Arrange to measure the voltage at the center point of the divider.
Connect the center point of the divider to the battery with a moving coil amp (micro-amp) meter.
Arrange to have the pot adjust to keep the meter reading zero all the time.
In that balance condition the voltage you are now measuring is the voltage of the battery. But there is no current flow!
Of course when we did this the divider was a meter length of resistance wire with a sliding contact on it. There was no voltage meter, just work out the voltage from the slider position. The moving coil meter was a tiny coil suspended between magnets with tiny mirror attached. A laser bounced off that mirror indicated any current flow in the coil down to pico amps!
I know. Overkill. But fun. Just rambling on old times again...
Thanks a lot.
One just made for that , use a 100K pull-up resistor.
http://www.mouser.com/ds/2/308/NTJD1155L-D-223159.pdf
though any dual mosfet will work, example
lhttp://www.mouser.com/ProductDetail/Fairchild-Semiconductor/FDG6320C/?qs=/ha2pyFadujhT0V6uAIHGKOI0FdjFoQRkSRBoJ5kg90=
btw, a 2 cell lithium is not a "12v" battery. Having the proper details up front helps us help you better.
That is no longer the same wording, and thus a different problem.

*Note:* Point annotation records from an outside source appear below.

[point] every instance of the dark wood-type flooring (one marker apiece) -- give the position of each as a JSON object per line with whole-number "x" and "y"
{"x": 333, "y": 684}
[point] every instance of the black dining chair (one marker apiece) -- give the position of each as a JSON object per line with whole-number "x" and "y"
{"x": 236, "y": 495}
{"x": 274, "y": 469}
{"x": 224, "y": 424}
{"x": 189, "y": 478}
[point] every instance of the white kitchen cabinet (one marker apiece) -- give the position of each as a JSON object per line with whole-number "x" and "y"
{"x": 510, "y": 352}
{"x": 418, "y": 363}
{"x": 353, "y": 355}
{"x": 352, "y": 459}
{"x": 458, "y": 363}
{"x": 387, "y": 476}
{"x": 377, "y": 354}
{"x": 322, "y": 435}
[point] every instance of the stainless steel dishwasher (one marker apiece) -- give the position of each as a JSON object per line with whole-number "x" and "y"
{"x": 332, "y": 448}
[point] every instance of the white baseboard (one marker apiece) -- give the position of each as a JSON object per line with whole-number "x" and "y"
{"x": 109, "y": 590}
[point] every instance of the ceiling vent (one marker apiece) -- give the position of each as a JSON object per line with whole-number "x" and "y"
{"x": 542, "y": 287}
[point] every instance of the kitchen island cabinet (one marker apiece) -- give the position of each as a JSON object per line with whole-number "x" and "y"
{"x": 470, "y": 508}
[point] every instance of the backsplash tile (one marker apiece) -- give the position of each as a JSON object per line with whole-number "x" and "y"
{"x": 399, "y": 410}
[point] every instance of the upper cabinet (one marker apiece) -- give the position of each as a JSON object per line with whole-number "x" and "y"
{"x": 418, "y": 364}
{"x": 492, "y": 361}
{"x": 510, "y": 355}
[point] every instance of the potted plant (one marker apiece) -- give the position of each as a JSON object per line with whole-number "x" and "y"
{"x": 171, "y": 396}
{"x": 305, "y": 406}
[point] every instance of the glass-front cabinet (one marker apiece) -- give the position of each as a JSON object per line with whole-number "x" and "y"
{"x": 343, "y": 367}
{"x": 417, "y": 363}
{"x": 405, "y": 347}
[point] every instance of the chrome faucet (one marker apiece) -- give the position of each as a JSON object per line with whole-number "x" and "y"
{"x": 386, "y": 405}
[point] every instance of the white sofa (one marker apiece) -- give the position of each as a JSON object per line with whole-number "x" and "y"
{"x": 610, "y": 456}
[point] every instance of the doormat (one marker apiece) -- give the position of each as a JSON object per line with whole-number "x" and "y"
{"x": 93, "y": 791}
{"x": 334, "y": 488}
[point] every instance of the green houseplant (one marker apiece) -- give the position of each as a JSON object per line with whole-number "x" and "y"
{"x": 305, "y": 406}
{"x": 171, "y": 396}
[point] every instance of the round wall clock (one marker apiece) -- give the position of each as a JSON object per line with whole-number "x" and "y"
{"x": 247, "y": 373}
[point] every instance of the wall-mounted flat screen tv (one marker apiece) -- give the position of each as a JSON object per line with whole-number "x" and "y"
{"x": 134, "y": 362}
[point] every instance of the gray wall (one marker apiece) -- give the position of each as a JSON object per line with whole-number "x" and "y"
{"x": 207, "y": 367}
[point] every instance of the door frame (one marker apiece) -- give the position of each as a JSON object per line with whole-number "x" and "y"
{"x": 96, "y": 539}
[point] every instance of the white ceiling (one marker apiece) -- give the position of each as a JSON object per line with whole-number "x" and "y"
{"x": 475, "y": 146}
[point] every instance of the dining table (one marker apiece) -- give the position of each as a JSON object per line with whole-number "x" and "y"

Again, more changes in design brief, and you need numbers to define what is tolerable to you.
That is what design is all about.
As you allude, any voltage divider has some current cost associated. True Zero is not possible.
However, microamps are possible, so you need to define how many microamps constitute "unnecessarily drain the battery."
You can add a series switch, to time multiplex a divider if you are forced to use a high-drain divider, but remember that timing/switch action, also has a current budget.
Numbers also define what you need.
eg you can buy 10M resistors, to 0.1% precision, which will load a 10V battery to 1uA, but they are not cheap.
You may be able to tolerate lower R, or relaxed precision.
5% come for well under 1c in modest volumes.
1%, ±100ppm/°C are around 2c in modest volumes
0.5%, ±50ppm/°C are ~ 4c in modest volumes
..and so the design process goes, matching what you can get, at a price you can tolerate, for what you need to do.
-Phil
Do you mean that if the Sigma-Delta input and feedback resistors are of very high resistance, there is no need for a voltage divider?
Meaning the Sigma-Delta circuit can directly measure the voltage of a 12v battery?
The two resistors are connected in serial. Depending on the compensation output the common signal is Vss or Vss, do the voltage at tapping point is above or below the threshold voltage of the comparator input (~ 1.4V). The point is: the capacitors voltage is kept constant ( +- few mV) when balanced. So the current from the input and the current to the compensation pin are equal (in average). As those currents are proportional to the voltages applied, the resistor value determines the scaling of the input. If you increase the inpedance of the input network (say 100K->1M), you have to reduce the balancing cap from nF to .1nF. It's all about the relation of the components, not actual values. You onlay have to take into account, that higher impedance is more susceptible to noise, leakage current, and my reduce frequency response, all aspects of no relevance when measuring battery voltage.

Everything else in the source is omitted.